Another fun, and possibly useful, thing I put together was a node.js port of the simple httpstat.us website. That server would have been easy to write in any number of languages, but in node it was almost too easy.

Update - here is my rewriting node.js-based reverse-proxy.

ObQuote: "I just need you to stop being nice to me unless you're gonna marry me. " - He's just not that into you.

| No comments


My node-reverse-proxy is both stable and public

20 March 2011 21:50

I posted a brief snippet of code on Friday which was my initial stab at a reverse HTTP proxy in Javascript (using node.js).

Over the past couple of days I've tidied it up, added a command line parser, and made it flexible enough that it works for me.

My node reverse HTTP proxy is now both documented ( a little ) and available for further eyeballs.

Usage is pretty much:

$ node ./node-reverse-proxy.js --config ./path/to/config.file.js

The configuration file defines lists of virtual hosts along with the destination back-ends to proxy to - which is usually going to be a server running upon a high port on the loopback adapter, but might not be.

In addition to that we can perform rewrites such as:

  * Handler for wildcard host: *.repository.steve.org.uk
         * Rewrites for static files - these will be handled via a
         * separate virtual host.
        'rules': {
            '^/robots.txt':  'http://repository.steve.org.uk/robots.txt',
            '^/favicon.ico': 'http://repository.steve.org.uk/favicon.ico',

That says requests for http://chronicle.repository.steve.org.uk/robots.txt will be redirected to http://repository.steve.org.uk/robots.txt.

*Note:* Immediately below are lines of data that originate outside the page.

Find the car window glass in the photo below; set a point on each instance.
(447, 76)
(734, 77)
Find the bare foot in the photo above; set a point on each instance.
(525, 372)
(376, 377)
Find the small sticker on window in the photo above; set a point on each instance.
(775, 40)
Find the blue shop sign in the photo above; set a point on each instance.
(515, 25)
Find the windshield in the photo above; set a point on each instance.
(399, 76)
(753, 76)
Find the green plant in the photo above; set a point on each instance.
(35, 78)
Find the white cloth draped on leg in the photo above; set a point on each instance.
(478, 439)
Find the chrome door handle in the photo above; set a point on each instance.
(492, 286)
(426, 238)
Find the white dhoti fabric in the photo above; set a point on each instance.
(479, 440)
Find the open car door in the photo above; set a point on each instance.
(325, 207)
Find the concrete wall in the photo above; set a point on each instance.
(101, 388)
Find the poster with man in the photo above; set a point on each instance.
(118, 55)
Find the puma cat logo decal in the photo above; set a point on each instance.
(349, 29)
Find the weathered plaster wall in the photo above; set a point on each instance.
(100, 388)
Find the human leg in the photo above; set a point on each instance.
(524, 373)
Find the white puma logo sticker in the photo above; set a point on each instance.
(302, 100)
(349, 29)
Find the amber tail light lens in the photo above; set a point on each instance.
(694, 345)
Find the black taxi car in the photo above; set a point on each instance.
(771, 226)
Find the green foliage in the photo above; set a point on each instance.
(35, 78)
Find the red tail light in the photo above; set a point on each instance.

Alternatively we can invoke javascript for each request matching a pattern:

     * static.steve.org.uk will mostly proxy to
     * but files beneath /private/ have an IP-based ACL.
        host: 'localhost',
        port: '1008',

        'functions': {
            '/private': (function(orig_host, vhost,req,res) {
                var remote = req.connection.remoteAddress;;

                if ( ( remote != "" ) &&
                     ( remote != "" ) &&
                     ( remote != "") &&
                     ( remote != "" ) )
                    res.write( "Denied access to " + req.url  + " from " + remote );

Fun stuff. It was live for my server, replacing apache, for a few hours today. I need to add some trivial HTTP Basic-Auth handling then it will go back.

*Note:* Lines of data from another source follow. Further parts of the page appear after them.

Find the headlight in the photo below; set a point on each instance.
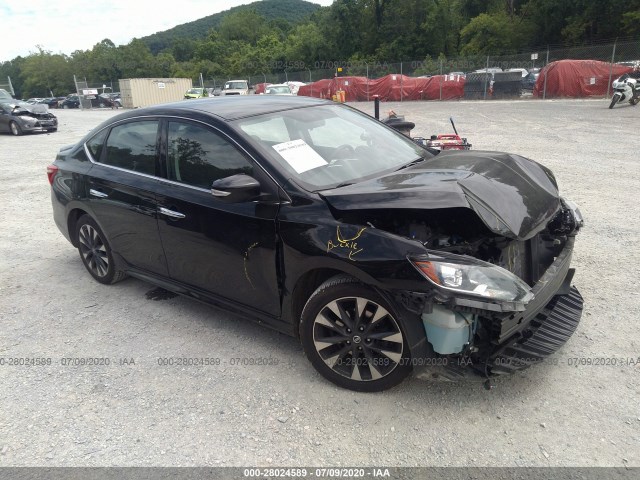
(473, 277)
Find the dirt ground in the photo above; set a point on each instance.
(137, 412)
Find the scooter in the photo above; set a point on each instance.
(625, 88)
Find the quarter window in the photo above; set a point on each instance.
(198, 156)
(133, 146)
(95, 145)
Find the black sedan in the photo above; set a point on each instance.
(323, 223)
(19, 117)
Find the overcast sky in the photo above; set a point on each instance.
(63, 26)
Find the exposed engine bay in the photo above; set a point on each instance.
(462, 332)
(460, 231)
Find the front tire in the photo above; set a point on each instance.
(95, 252)
(614, 100)
(15, 129)
(353, 338)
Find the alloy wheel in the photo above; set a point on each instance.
(93, 250)
(358, 339)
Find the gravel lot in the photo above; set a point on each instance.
(145, 414)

Otherwise I hope it is vaguely useful to others, and that the provided examples explain things neatly.

ObQuote: "Only one thing alive with less than four legs can hear this frequency" - Superman.



New software always causes surprises

21 March 2011 21:50

I recently deployed my node.js proxy server, removing all traces of Apache2 from my main server. During the course of this transition I discovered:

Bugs in my code

Not unexpected, in all honesty.

There were two main issues; the first was relating to how I handled the 304 response, the second was relating to how I performed rewrites for my mercurial repository vhost.

Bugs in node.js

Given how new node.js is there wasn't a huge surprise here either, although I thought I'd been good testing against 0.2.x. As it turned out I needed to run the more recent 0.4.x to avoid a couple of issues:

In short I have a backported node.js package for Squeeze which is almost worthless. I'll update it in the near future. For the moment:

cd node-v0.4.3/
./configure --without-ssl --prefix=/opt/node-0.4.3 && make && make install
ln -fs /opt/node-0.4.3  /opt/node
Oddities in thttpd
thttpd is what actually runs my websites and I discovered during some extended debugging sessions that it just does not like HTTP requests starting with a doubled "/" character.

For example this works fine:

wget http://www.acme.com/software/thttpd/

But this fails:

wget http://www.acme.com//software/thttpd/

Previously it seems that Apache was (silently) fixing this up before it proxied requests. Now I have to do it myself, no big thing, but still a surprise.

All in all it was worth it to be able to run:

dpkg --purge libapache2-mod-rpaf \
             apache2.2-common \
             apache2.2-bin \
             apache2-utils \
             apache2-mpm-prefork \
             apache2 \
             libaprutil1-dbd-sqlite3 \
             libaprutil1-ldap \
             libaprutil1 \

ObQuote: "Bad news. The fog's getting thicker." - Airplane!